The two women reported the incident to the security office and recognised Lim as an employee working in the same building after watching the CCTV footage.

The prosecution urged District Judge Marvin Bay to impose an eight-week jail term for Lim, citing the recording device used by him, the degree of intrusion and that he had offended multiple times.

While noting that Lim had sought psychiatric help at the Institute of Mental Health (IMH), his first session happened months after he was caught. Lim was detained on 18 July last year but had his first scheduled appointment with IMH on 31 March this year.

“This is not the case where the accused had immediately sought treatment at IMH or psychiatric services immediately after (being) detained, it was quite a significant number of months thereafter. We urge the court not to place too much weight on this,” said the prosecution.

The prosecution noted that there was no indication of Lim’s mental condition. Lim’s lawyer, Favian Kang, had earlier told the court that IMH was unable to issue a medical report for Lim at this point in time as it was focused on essential services during Phase 2 of Singapore's reopening.

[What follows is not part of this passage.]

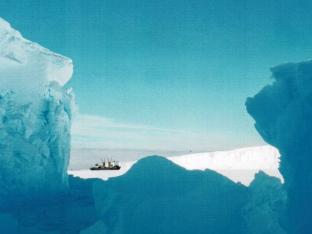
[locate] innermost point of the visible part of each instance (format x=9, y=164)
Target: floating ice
x=35, y=116
x=283, y=113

Kang said that his client had committed the offence on the spur of the moment. “He realised he make a mistake and went to seek help, that is a sign of remorse,” he added.

The defence had sought to argue that there was a lesser degree of intrusion because the video was shot from top down, compared with from the bottom of the cubicle door.

However, DJ Bay said he was not convinced by the differentiation in how the video was shot. The judge noted that the charges demonstrated a more established modus operandi but accepted that Lim had sought psychiatric help after he offended.